Cybersecurity researchers have helped fix a critical heap-overflow security vulnerability in the Linux kernel that could be exploited either locally or through remote code execution (RCE) to compromise the vulnerable Linux computers.
Discovered by SentinelLabs’ researcher Max Van Amerongen, the vulnerability tracked as CVE-2021-43267 exists in the Transparent Inter Process Communication (TIPC) module of the kernel, specifically in a message type that allows nodes to send cryptographic keys to each other.
“This vulnerability can be exploited both locally and remotely.
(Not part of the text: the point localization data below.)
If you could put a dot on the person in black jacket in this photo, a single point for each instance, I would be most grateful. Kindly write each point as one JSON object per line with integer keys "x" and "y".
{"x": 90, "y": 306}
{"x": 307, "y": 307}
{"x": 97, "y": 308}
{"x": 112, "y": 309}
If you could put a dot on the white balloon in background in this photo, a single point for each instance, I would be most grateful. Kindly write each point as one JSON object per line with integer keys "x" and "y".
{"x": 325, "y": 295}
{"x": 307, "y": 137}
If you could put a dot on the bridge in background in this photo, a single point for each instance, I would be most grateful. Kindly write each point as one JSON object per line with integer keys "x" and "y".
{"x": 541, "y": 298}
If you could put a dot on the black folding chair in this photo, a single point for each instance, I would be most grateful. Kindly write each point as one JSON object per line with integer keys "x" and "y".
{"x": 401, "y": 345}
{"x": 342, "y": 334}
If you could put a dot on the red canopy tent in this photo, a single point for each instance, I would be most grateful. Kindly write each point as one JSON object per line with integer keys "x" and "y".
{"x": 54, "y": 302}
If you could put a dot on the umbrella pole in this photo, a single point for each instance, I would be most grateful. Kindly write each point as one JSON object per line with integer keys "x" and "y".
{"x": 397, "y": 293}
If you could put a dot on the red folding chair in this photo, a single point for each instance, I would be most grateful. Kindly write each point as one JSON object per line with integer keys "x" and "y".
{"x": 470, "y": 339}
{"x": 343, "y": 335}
While local exploitation is easier due to greater control over the objects allocated in the kernel heap, remote exploitation can be achieved thanks to the structures that TIPC supports,” notes Amerongen.
Since the affected message type is relatively new, the bug only exists in kernel releases between v5.10 and v5.15.
Caught within an year
The researcher explains that the vulnerable message type, called MSG_CRYPTO, was introduced in September 2020, for exchanging cryptographic keys.
However, Amerongen discovered that while the message type made various allocations for transferring the keys, it failed to check and validate some of them.
This oversight could, for instance, enable an attacker to create a packet with a small body size to first allocate heap memory, and then use an arbitrary size in an unchecked attribute to write outside the bounds of this location, explains Amerongen.
Perhaps the one saving grace that has ensured that the vulnerability hasn’t been exploited in the wild is that while the TIPC module comes with all major Linux distros, it’s not enabled by default, which it needs to be for the attackers to exploit.
In any case, a patch has been released that adds appropriate size-verification checks to the process, which has already been added to the mainline Linux 5.15 Long Term Support (LTS) release.